Create a directory and download the supplemental software components to this directory, for example, /opt/web/supplementalSoftware. When you run the Oracle Universal Installer, you will use this directory path. Do not uncompress the files. The Installer uncompresses the files as part of its process.
  1. Download the omniORB distribution.

    Use the link in the table above to download the correct distribution for the OS on the server where you are installing IP Service Activator or the IP Service Activator client.

On a Solaris 64-bit or Linux server:

  1. Download the Saxon-B distribution using the link in the table above.

    Note: Download the supplemental software components to the same directory, for example, /opt/web/supplementalSoftware. When you run the Installer, you will use this directory path. Do not uncompress the files. The Installer uncompresses the files as part of its process.

  2. Ensure the tar, gzip, gunzip, zip, and unzip utilities are installed and in the path for the ipsaadm user.

    Preserve the contents of the directory for other installations.

    Note:

    During installation, on the Supplemental Software Location window, specify the directory created.

On a Windows host:

  1. Create a directory for the supplemental software.

  2. Transfer the omniORB zip file into this directory.

    Preserve the contents of the directory for other installations.

    Note:

    During installation, on the Supplemental Software Location window specify the directory created.

CORBA ORB Configuration for IP Service Activator

IP Service Activator requires omniOrb 2.8 on Solaris, Linux, and Windows platforms to provide CORBA ORB services.

By default, IP Service Activator uses TCP wrappers for access control for CORBA connections. IP Service Activator processes must be properly named as being allowed to connect to the ORB.
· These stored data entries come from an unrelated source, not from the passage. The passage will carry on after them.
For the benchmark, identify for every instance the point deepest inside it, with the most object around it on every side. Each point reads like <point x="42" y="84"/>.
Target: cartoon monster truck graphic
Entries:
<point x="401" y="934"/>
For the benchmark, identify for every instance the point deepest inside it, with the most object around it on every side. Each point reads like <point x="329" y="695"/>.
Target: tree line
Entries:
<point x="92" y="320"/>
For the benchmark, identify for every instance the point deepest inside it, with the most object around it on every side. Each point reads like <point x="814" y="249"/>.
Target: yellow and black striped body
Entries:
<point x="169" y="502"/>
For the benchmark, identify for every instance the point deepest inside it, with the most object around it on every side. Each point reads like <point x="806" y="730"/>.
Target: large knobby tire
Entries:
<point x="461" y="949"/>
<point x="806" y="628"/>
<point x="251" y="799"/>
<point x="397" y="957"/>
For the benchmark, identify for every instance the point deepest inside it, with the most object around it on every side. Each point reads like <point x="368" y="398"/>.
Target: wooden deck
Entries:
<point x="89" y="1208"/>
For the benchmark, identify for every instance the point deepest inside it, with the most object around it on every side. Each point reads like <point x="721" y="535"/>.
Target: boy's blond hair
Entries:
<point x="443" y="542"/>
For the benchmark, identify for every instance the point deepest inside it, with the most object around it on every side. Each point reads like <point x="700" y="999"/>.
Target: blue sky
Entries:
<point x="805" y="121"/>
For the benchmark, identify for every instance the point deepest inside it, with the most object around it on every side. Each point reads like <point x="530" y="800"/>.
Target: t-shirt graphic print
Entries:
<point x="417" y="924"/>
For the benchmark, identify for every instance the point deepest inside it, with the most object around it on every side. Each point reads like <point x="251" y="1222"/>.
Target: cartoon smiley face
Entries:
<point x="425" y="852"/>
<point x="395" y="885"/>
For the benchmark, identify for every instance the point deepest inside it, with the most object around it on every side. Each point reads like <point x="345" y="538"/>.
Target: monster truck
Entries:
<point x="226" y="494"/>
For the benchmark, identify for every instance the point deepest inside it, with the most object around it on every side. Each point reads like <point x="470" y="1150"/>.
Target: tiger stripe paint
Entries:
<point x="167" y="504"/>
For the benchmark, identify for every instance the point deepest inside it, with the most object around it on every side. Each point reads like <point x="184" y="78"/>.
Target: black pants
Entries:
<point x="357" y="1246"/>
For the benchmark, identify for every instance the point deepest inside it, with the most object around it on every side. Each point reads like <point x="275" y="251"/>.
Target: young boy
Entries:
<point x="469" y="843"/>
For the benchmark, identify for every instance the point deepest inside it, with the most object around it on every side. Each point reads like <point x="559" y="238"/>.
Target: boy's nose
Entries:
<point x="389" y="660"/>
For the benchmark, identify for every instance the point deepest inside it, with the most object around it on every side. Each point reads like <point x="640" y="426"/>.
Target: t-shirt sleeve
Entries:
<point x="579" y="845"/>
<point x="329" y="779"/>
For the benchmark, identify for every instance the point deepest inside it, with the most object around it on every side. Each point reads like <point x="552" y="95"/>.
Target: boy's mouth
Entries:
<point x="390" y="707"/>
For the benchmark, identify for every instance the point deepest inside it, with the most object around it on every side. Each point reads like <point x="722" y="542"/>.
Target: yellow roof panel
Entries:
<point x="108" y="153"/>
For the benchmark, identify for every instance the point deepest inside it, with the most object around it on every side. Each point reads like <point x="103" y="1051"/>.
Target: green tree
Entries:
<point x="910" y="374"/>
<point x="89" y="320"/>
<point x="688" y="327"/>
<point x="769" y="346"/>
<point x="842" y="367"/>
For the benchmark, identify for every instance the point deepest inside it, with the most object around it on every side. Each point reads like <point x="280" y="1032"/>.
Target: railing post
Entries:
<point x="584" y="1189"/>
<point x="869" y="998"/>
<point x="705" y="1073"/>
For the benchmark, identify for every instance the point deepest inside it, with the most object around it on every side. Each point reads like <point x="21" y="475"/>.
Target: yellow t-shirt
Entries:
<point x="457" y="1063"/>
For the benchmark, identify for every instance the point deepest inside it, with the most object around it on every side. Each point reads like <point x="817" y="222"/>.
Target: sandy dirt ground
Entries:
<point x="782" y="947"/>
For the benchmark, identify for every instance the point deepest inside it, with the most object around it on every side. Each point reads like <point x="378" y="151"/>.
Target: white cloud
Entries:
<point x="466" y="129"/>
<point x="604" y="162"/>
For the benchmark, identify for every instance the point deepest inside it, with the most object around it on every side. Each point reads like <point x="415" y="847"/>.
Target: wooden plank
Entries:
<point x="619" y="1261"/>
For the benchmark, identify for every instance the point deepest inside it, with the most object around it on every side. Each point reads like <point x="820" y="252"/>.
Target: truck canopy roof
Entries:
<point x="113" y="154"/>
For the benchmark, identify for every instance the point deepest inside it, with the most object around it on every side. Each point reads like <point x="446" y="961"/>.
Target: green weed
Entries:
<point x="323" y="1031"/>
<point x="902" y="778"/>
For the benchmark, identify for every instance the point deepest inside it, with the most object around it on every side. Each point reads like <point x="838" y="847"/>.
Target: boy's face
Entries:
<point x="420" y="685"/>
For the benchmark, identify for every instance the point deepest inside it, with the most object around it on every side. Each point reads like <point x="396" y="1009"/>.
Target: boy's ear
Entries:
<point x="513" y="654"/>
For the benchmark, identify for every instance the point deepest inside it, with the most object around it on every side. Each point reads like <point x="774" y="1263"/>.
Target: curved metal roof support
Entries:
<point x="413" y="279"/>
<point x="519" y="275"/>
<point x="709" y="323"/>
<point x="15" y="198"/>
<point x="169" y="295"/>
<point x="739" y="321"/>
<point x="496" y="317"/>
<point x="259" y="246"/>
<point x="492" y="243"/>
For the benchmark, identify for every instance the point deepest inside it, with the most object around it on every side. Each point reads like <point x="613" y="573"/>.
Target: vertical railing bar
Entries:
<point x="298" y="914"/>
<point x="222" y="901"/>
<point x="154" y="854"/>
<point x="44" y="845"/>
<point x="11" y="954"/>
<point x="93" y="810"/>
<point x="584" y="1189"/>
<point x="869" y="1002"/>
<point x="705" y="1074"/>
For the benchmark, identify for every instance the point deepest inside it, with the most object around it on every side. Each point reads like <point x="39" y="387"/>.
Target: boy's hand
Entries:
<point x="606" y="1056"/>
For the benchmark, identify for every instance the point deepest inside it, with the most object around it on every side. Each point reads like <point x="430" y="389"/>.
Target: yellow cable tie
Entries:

One approach is to ensure that the default configuration files allow the connection of the various IP Service Activator components. The configuration files are:

/etc/hosts.allow
/etc/hosts.deny

Another approach is to provide alternative configuration files to the ORB by adding the following lines to the omniorb.cfg file of the IP Service Activator Config folder:

GATEKEEPER_ALLOWFILE /opt/OracleCommunications/ServiceActivator/Config/hosts.allow
GATEKEEPER_DENYFILE /opt/OracleCommunications/ServiceActivator/Config/hosts.deny

Alternatively, you can use specific component names as the daemon names (for example, /opt/OracleCommunications/ServiceActivator/bin/policy_server). A simpler approach to implement this solution is to use a common string such as IPSA as the daemon name, and provide -ORBserverName IPSA as a command line option for each of the components by adding the option to the cman.cfg file.

The appropriate hosts.allow file should be configured to allow the communication to the service (IPSA in the example above).

The use of TCP wrappers might be disabled on the IP Service Activator installation because it is possible to disable TCP wrappers by specifying non-existent configuration files.